Twenty-eight studies (9,330 participants) were included: two RCTs, 15 cohort studies and 11 studies that compared historical data collected before the widespread use of CT against data collected after the introduction of CT.
Negative appendectomy rates (10 pre/post CT comparisons, 20 CT/no CT comparisons): Incidence of negative appendectomy was significantly reduced after the introduction of CT (OR 0.52, 95% CI 0.36 to 0.76, I2=70%) and was also significantly lower in patients who received a CT scan compared to those who received clinical evaluation alone (OR 0.57, 95% CI 0.45 to 0.72, I2=32%). Removal of the historical comparison trial responsible for most of the heterogeneity had little influence on the summary estimate and heterogeneity remained.

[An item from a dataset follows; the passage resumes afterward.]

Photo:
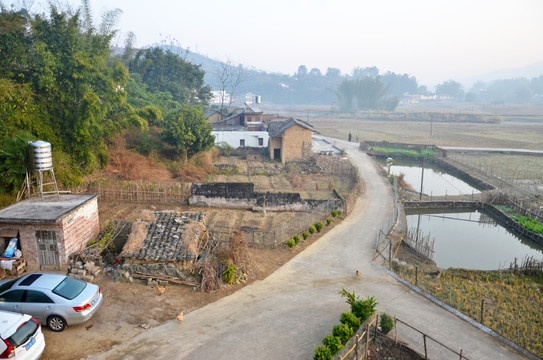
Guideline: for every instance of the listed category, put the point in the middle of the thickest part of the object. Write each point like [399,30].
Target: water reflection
[436,181]
[472,240]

Time to operating room (10 CT/no CT comparisons): Five studies reported a significantly longer time to operating room among patients who received CT. The mean waiting time was 7.8 hours for the clinical evaluation group and 13.3 hours for the CT group. Standard deviations were not reported.
Perforation rates (seven pre/post CT comparisons, eight CT/no CT comparisons): There was no significant difference in perforation rate between the pre-CT and CT era patients (p=0.74) or in patients who did or did not receive CT (p=0.15). There was no evidence of statistical heterogeneity (p=0.56 and 0.07).